By Dawn Chmielewski, Lisa Richwine and Andrea Shalal
LOS ANGELES/WASHINGTON (Reuters) -The entertainment industry reacted with alarm and bafflement on Monday after President Donald Trump said he would impose a 100% tariff on all movies produced outside the U.S., but issued few details on just how such a levy would work.
Veteran studio executives who spoke with Reuters on condition of anonymity said the announcement on Sunday left unanswered the timing of the proposed levy and how it would be enforced for an industry whose biggest-budget films are often produced across several continents.
Trump’s pronouncement followed his meeting at Mar-a-Lago with his Hollywood ambassador, actor Jon Voight, special advisor Steven Paul and media executive Scott Karol. The group mulled a range of ideas to revive domestic film and TV production, including federal tax incentives, tax code changes and imposing tariffs “in certain limited circumstances,” the group said in a statement.
Slapping levies on an industry like film would mark a major extension of tariffs as a policy tool into services, for which the U.S. runs a sizable trade surplus. And like the auto, pharmaceutical and chip industries before it, Trump’s declaration threatens to put another business in a tariff-induced state of limbo.

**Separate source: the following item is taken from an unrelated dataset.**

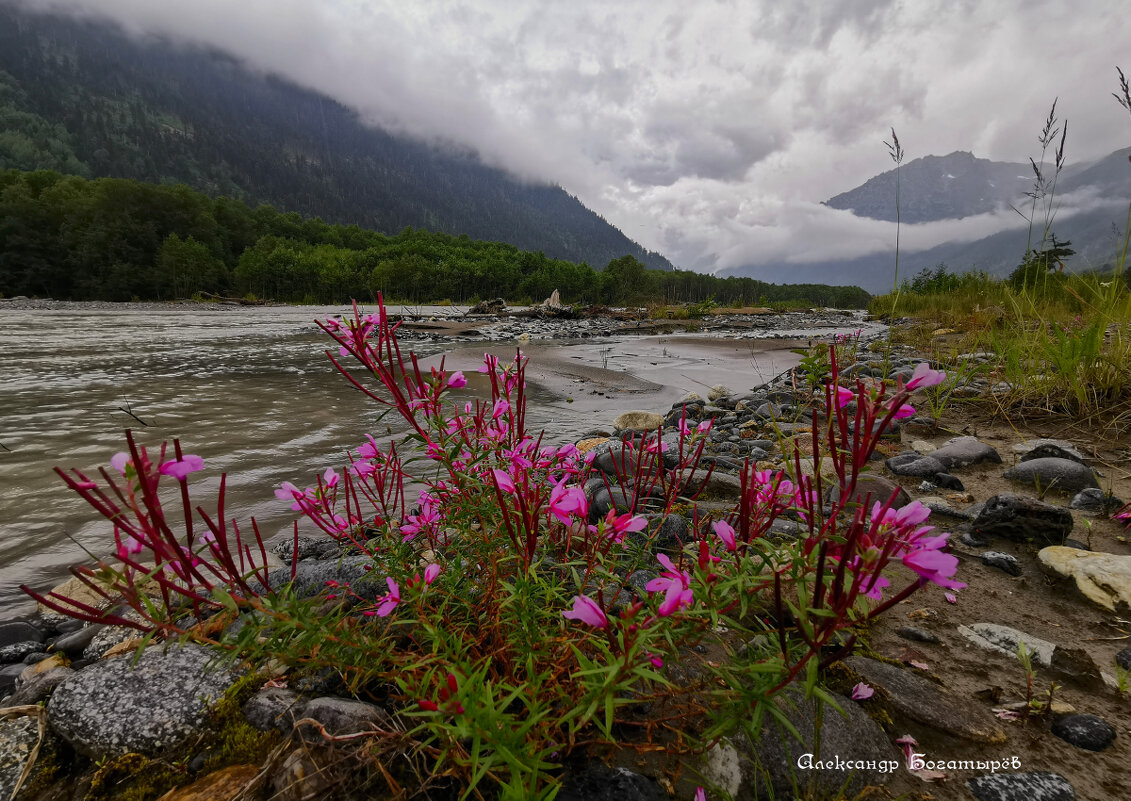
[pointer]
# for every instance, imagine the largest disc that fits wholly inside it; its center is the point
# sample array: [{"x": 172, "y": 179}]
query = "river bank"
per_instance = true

The industry has been pressing for tax incentives to boost output in Los Angeles, the movie industry’s glitzy historic hub of cinema, as studios have shifted production to locations such as the UK, Canada and Australia to take advantage of generous tax credits and lower labor costs. A survey among studio executives over their preferred production locations for 2025 to 2026 by ProdPro showed the top five choices were all elsewhere.
The White House’s trade policy is aimed at boosting U.S. industrial activity, but the series of levies and rollbacks has sapped consumer and business confidence.
Tariffs on movies might prove particularly hard to implement.
One studio executive compared movie production to auto manufacturing, with various pieces – filming, visual effects and other elements – completed around the world, then assembled, through post-production, in the U.S. Some executives wondered whether the levy would apply only to the work done elsewhere, or attach to projects jointly financed by foreign investors.
Producer Todd Garner said proposed tariffs could have the unintended consequence of stymieing creativity. He cited director Steven Spielberg’s acclaimed World War II epic on the invasion of Normandy, France, “Saving Private Ryan.”